A puck is moving on an air hockey table. Relative to an x, y coordinate system at time t = 0 s, the x components of the puck's initial velocity and acceleration are v0x = +5.3 m/s and ax = +2.6 m/s2. The y components of the puck's initial velocity and acceleration are v0y = +6.2 m/s and ay = -3.3 m/s2. Find (a) the magnitude v and (b) the direction θ of the puck's velocity at a time of t = 0.50 s. Specify the direction relative to the +x axis.

To find the magnitude and direction of the puck's velocity at a time of t = 0.50 s, we can use the equations of motion. We'll break down the puck's velocity into its x and y components, and then calculate the magnitude and direction based on these components.

Step 1: Calculate the x component of the velocity at t = 0.50 s:
The x component of the initial velocity, v0x = +5.3 m/s.
The acceleration in the x direction, ax = +2.6 m/s^2.
The time, t = 0.50 s.

Using the equation of motion for the x component of velocity:
vx = v0x + ax * t

Substituting the values, we have:
vx = 5.3 m/s + 2.6 m/s^2 * 0.50 s
= 5.3 m/s + 1.3 m/s
= 6.6 m/s

Therefore, the x component of the velocity at t = 0.50 s is 6.6 m/s.

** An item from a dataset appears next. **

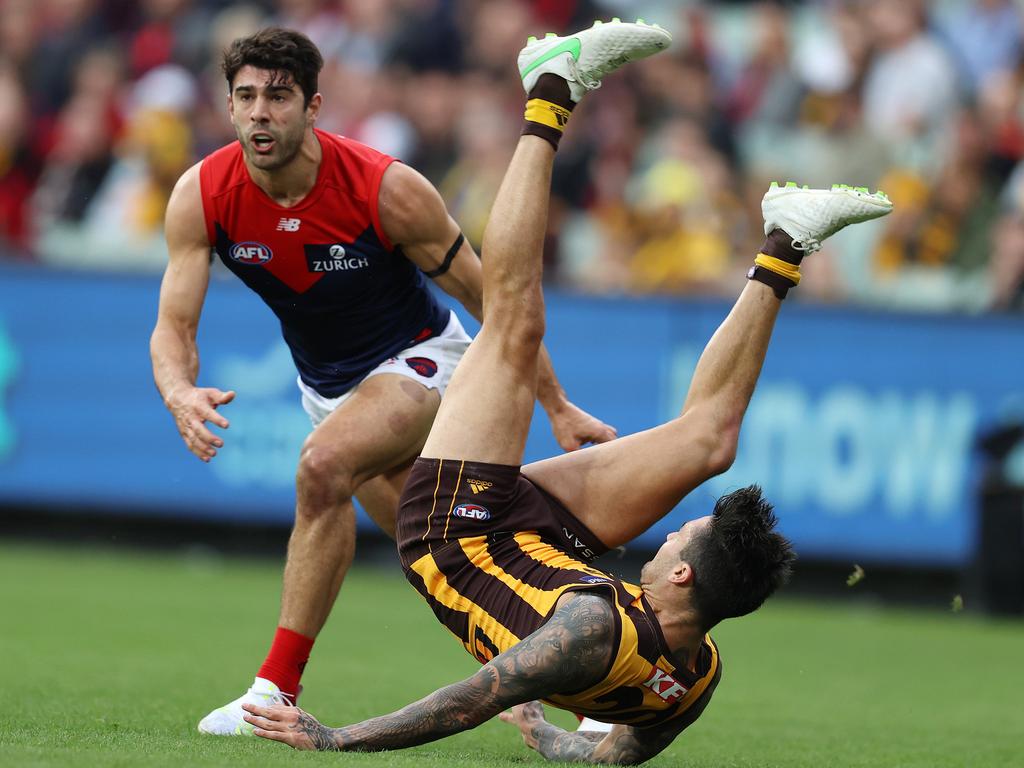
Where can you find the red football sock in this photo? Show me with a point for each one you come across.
(287, 659)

Step 2: Calculate the y component of the velocity at t = 0.50 s:
The y component of the initial velocity, v0y = +6.2 m/s.
The acceleration in the y direction, ay = -3.3 m/s^2.
The time, t = 0.50 s.

Using the equation of motion for the y component of velocity:
vy = v0y + ay * t

Substituting the values, we have:
vy = 6.2 m/s + (-3.3 m/s^2) * 0.50 s
= 6.2 m/s + (-1.65 m/s)
= 4.55 m/s

Therefore, the y component of the velocity at t = 0.50 s is 4.55 m/s.

Step 3: Calculate the magnitude of the velocity at t = 0.50 s:
The magnitude of the velocity, v, can be found using the Pythagorean theorem:
v = sqrt(vx^2 + vy^2)

Substituting the values, we have:
v = sqrt((6.6 m/s)^2 + (4.55 m/s)^2)
≈ sqrt(43.56 m^2/s^2 + 20.70 m^2/s^2)
≈ sqrt(64.26 m^2/s^2)
≈ 8.02 m/s

Therefore, the magnitude of the puck's velocity at t = 0.50 s is approximately 8.02 m/s.

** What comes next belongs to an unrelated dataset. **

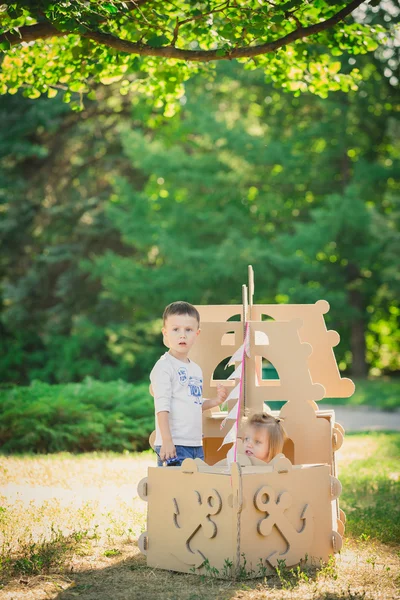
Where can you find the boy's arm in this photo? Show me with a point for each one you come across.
(161, 390)
(222, 394)
(167, 449)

Step 4: Calculate the direction of the velocity at t = 0.50 s:
The direction of the velocity is given by the angle θ relative to the +x axis. We can use trigonometry to find this angle.

Using the equation:
θ = arctan(vy / vx)

Substituting the values, we have:
θ = arctan(4.55 m/s / 6.6 m/s)
= arctan(0.690)
≈ 34.35°

Therefore, the direction of the puck's velocity at t = 0.50 s, relative to the +x axis, is approximately 34.35°.